Several of the most popular weight loss programs operate on the public commitment principle. Individuals are challenged to state “publicly” (which may simply mean in front of a small weight loss group) that they want to lose so much weight in a given time period. The commitment hinges on social pressure working against the possibility of failure. If someone doesn’t succeed, or at least make substantial progress toward the goal, everyone will know it.
On the face of it, this principle seems sound, since no one wants to be publicly embarrassed or viewed as a hypocrite. In practice, however, there’s a hitch. For the public commitment principle to operate at full steam, its adherents must genuinely fear the disapproval of others—and that’s simply not true of everyone.
A recent study in the journal Psychology and Marketing investigated how public commitment affects individuals who fear social disapproval—that is, people with high susceptibility to normative influence (SNI)—versus individuals who are not as easily influenced by others’ opinions (low SNI). It also tested the efficacy of short-term versus long-term public commitment, as well as no public commitment.
Two-hundred and eleven women between the ages 20 and 45 were recruited for the study. They signed up for a 16-week weight loss program designed to help people lose 15 to 20 pounds and maintain weight loss over time. All subjects completed questionnaires that gauged SNI level and personal weight-loss motivation. Subjects were then randomly separated into three groups: long-term public commitment, short-term public commitment, and no public commitment.

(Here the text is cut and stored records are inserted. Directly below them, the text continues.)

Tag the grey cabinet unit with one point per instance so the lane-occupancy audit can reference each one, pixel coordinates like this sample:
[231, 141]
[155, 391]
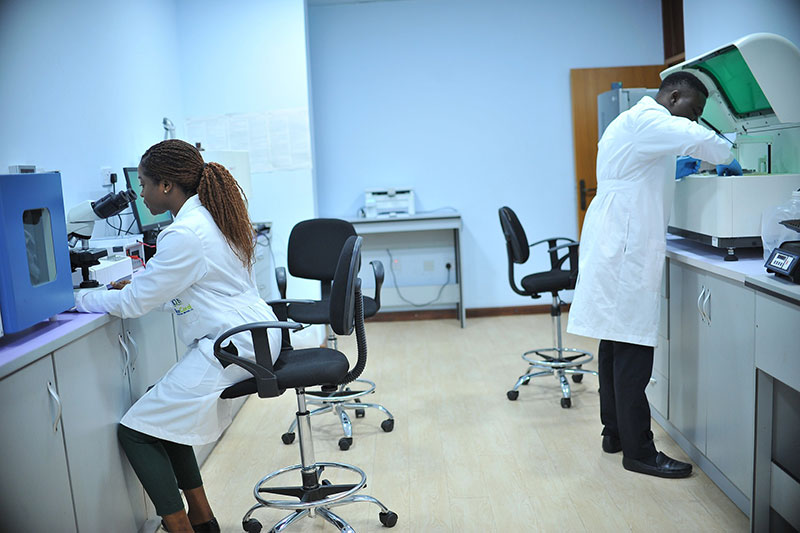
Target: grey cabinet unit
[729, 344]
[687, 364]
[776, 489]
[712, 376]
[34, 482]
[151, 342]
[93, 383]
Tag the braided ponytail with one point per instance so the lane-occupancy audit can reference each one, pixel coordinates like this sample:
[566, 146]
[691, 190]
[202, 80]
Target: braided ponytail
[181, 163]
[224, 198]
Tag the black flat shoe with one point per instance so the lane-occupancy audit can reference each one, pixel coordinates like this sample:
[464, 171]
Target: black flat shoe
[664, 467]
[212, 526]
[611, 444]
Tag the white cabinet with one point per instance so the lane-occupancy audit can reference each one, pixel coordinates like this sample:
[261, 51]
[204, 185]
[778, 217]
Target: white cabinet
[34, 482]
[658, 388]
[151, 342]
[712, 368]
[93, 384]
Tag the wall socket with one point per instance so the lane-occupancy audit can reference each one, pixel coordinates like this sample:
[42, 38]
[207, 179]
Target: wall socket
[105, 176]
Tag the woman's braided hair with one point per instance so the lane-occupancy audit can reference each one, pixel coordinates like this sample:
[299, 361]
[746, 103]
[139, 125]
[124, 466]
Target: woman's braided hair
[181, 163]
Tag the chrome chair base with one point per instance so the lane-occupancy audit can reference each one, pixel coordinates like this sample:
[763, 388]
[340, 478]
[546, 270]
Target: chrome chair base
[558, 365]
[336, 402]
[557, 360]
[316, 496]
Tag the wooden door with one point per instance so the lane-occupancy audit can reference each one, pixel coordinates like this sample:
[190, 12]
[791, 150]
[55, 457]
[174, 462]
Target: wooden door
[586, 84]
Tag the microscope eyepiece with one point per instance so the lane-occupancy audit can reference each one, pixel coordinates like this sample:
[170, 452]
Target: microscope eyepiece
[113, 204]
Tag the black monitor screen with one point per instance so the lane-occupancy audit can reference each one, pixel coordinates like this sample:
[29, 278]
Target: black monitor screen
[146, 220]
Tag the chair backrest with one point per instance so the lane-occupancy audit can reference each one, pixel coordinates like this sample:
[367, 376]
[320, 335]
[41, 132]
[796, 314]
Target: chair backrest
[516, 241]
[314, 247]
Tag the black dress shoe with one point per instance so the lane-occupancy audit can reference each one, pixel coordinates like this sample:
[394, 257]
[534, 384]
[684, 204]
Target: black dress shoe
[611, 444]
[664, 467]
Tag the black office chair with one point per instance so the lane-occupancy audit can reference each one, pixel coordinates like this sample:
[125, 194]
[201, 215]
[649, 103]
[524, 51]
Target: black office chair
[556, 360]
[313, 252]
[299, 369]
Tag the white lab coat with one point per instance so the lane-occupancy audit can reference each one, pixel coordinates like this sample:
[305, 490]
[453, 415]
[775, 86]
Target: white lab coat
[623, 242]
[195, 274]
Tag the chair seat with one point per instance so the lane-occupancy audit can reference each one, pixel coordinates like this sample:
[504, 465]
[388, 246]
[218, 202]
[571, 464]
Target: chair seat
[551, 281]
[299, 369]
[310, 367]
[317, 312]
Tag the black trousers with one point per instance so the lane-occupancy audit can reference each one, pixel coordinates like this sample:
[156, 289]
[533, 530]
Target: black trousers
[164, 468]
[624, 372]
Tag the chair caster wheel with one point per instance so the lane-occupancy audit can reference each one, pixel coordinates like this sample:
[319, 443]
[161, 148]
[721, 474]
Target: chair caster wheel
[388, 519]
[252, 526]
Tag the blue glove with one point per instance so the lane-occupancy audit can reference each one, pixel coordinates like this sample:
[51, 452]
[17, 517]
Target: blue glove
[731, 169]
[686, 165]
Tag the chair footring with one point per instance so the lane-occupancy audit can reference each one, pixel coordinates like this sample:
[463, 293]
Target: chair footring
[558, 360]
[317, 507]
[304, 493]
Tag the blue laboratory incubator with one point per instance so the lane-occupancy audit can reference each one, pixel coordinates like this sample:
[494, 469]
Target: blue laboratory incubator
[35, 274]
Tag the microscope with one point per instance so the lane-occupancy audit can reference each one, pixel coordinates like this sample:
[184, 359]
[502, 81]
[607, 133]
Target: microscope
[80, 224]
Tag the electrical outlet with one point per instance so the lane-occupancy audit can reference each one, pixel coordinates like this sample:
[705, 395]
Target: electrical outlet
[105, 176]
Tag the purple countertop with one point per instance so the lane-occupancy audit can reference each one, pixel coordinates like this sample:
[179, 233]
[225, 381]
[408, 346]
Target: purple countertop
[20, 349]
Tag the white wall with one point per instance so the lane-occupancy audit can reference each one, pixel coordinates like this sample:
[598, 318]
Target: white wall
[709, 24]
[85, 85]
[468, 102]
[249, 57]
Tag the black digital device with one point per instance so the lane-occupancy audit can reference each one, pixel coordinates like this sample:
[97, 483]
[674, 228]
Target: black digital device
[784, 261]
[148, 222]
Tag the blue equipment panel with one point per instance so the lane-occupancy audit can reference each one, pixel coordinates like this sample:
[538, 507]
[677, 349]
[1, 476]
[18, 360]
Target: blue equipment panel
[35, 273]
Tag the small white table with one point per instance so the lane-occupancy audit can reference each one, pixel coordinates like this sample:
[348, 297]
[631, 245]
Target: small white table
[373, 228]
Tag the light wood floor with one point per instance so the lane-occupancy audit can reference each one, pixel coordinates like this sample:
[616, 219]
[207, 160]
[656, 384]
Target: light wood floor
[462, 457]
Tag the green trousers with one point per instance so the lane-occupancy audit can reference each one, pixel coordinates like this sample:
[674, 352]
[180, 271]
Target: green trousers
[163, 467]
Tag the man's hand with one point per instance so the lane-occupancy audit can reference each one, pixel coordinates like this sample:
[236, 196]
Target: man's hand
[731, 169]
[686, 165]
[119, 284]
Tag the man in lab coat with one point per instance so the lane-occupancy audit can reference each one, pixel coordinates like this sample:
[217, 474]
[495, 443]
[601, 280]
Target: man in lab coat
[623, 245]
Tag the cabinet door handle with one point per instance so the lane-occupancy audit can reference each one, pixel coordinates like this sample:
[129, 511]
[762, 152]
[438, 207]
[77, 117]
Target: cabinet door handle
[55, 397]
[129, 335]
[699, 299]
[127, 353]
[707, 306]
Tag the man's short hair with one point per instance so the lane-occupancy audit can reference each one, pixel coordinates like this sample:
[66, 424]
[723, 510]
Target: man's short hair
[683, 79]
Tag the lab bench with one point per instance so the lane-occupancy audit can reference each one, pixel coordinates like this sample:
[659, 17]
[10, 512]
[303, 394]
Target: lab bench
[64, 386]
[728, 336]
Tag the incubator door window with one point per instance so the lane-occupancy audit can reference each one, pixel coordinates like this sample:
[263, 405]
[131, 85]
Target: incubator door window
[39, 245]
[735, 82]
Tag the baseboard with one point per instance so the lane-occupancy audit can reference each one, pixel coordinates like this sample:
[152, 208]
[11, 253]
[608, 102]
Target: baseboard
[475, 312]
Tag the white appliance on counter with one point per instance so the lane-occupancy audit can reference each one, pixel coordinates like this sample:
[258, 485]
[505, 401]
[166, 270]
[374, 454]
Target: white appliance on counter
[752, 85]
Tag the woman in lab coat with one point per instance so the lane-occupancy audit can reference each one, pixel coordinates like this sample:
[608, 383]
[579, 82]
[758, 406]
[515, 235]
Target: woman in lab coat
[623, 244]
[202, 273]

Those in the long-term group wrote their names and weight loss goals on index cards that were publicly displayed in the fitness center for the full 16 weeks of the program. Those in the short-term group did the same, but the cards were displayed for only the first three weeks. Those in the no public commitment group did not fill out cards.
At the conclusion of the study, the effect of long-term public commitment was evident. Those in the long-term group lost significantly more weight than the short-term and no commitment groups. At the 16-week mark, subjects in the long-term group had on average exceeded their goals to the tune of 102%, while the short-term group achieved an average of 96% success and the no commitment group reached only 88%.
The effect of SNI level was also evident. Subjects in the long-term group that tested as having low SNI—in other words, low susceptibility to social pressure—achieved an average of 90% of their weight loss goals. In contrast, individuals who tested as having high SNI exceeded their weight loss goals by a significant margin: an average of nearly 105%.
What this study tells us is that in general the public commitment principle produces results, especially if the commitment is long-term. But, in the mix of people who make the commitment, those who genuinely fear social disapproval—not a personality trait usually given very high marks–will likely succeed the most. Those who couldn’t care less what others think are, ironically, more likely to come up short.